I think we all are familiar with the transpose and multiplication operations on matrices. Also, the element-wise product operation of matrices which we show with \(\mathbb{A}_1 \odot \mathbb{A}_2\).
Span of Vectors
I assume you know what is linear independence of vectors. Linear combination of the set of vectors \(\{v^{(1)}, v^{(2)}, \dots ,v^{(n)}\}\) is given by \(\sum_{i =1}^n c_i v^{(i)}\), where \(c_i\)s are real coefficients. Set of all points that can be obtained by \(\sum_{i =1}^n c_i v^{(i)}\) (for some \(c_i \in \mathbb{R}, i \in \{1,\dots, n\}\)) is called the span of this set \(\{v^{(1)}, v^{(2)}, \dots ,v^{(n)}\}\). If we add a vector \(v^{(n+1)}\), to the set of vectors which is a linear combinatoin of members of in \(\{v^{(1)}, v^{(2)}, \dots ,v^{(n)}\}\), the span of the new set does not increase.

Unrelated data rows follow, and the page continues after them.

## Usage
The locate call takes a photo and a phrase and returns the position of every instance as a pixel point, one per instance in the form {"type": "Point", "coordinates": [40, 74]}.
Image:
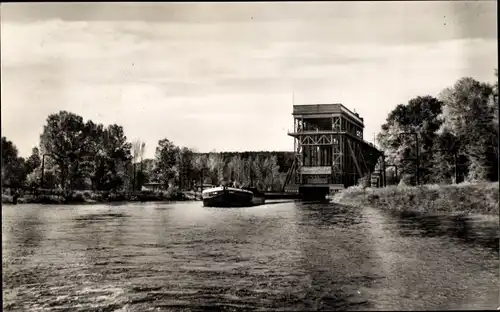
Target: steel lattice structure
{"type": "Point", "coordinates": [330, 152]}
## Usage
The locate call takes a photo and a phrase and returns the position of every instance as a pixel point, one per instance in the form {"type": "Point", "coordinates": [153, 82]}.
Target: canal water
{"type": "Point", "coordinates": [286, 256]}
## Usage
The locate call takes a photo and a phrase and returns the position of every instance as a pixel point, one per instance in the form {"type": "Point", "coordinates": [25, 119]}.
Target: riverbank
{"type": "Point", "coordinates": [464, 198]}
{"type": "Point", "coordinates": [88, 197]}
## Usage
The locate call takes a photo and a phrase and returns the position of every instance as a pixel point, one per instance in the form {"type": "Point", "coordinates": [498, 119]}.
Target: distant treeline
{"type": "Point", "coordinates": [82, 155]}
{"type": "Point", "coordinates": [457, 135]}
{"type": "Point", "coordinates": [459, 129]}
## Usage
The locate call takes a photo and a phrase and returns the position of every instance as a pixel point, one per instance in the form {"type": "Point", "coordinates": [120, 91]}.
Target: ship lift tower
{"type": "Point", "coordinates": [330, 153]}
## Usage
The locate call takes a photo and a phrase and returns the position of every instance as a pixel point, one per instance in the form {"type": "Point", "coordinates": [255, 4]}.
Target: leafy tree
{"type": "Point", "coordinates": [138, 150]}
{"type": "Point", "coordinates": [166, 160]}
{"type": "Point", "coordinates": [116, 152]}
{"type": "Point", "coordinates": [34, 161]}
{"type": "Point", "coordinates": [64, 138]}
{"type": "Point", "coordinates": [185, 167]}
{"type": "Point", "coordinates": [13, 166]}
{"type": "Point", "coordinates": [469, 116]}
{"type": "Point", "coordinates": [421, 116]}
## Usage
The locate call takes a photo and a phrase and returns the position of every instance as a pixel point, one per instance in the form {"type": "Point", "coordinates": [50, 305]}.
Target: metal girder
{"type": "Point", "coordinates": [315, 139]}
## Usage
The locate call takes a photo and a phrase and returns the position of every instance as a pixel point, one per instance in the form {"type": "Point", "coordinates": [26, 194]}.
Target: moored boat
{"type": "Point", "coordinates": [231, 197]}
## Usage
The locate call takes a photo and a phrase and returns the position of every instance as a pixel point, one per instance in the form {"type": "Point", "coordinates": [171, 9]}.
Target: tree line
{"type": "Point", "coordinates": [457, 134]}
{"type": "Point", "coordinates": [74, 154]}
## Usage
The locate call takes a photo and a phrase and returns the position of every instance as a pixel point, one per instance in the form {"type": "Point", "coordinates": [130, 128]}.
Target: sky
{"type": "Point", "coordinates": [225, 76]}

In other words \(\text{span}\{v^{(1)}, v^{(2)}, \dots ,v^{(n)}\} = \text{span}\{v^{(1)}, v^{(2)}, \dots ,v^{(n)}, v^{(n+1)}\}.\)
The set of linear equations \(\mathcal{A}_{m \times n} x_{n\times 1} = b_{m \times 1}\) has a solution if the span of columns of \(\mathcal{A}\), \(\{A^{(1)}, A^{(2)}, \dots, A^{(n)} \}\) includes \(b\). Thus, \(\mathcal{A}\) should have \(m\) linearly independent columns so that equation \(\mathcal{A}x = b\). has a solution for every \(b \in \mathbb{R}^m\).
Good to know: Square matrices with linearly dependent columns are called singular.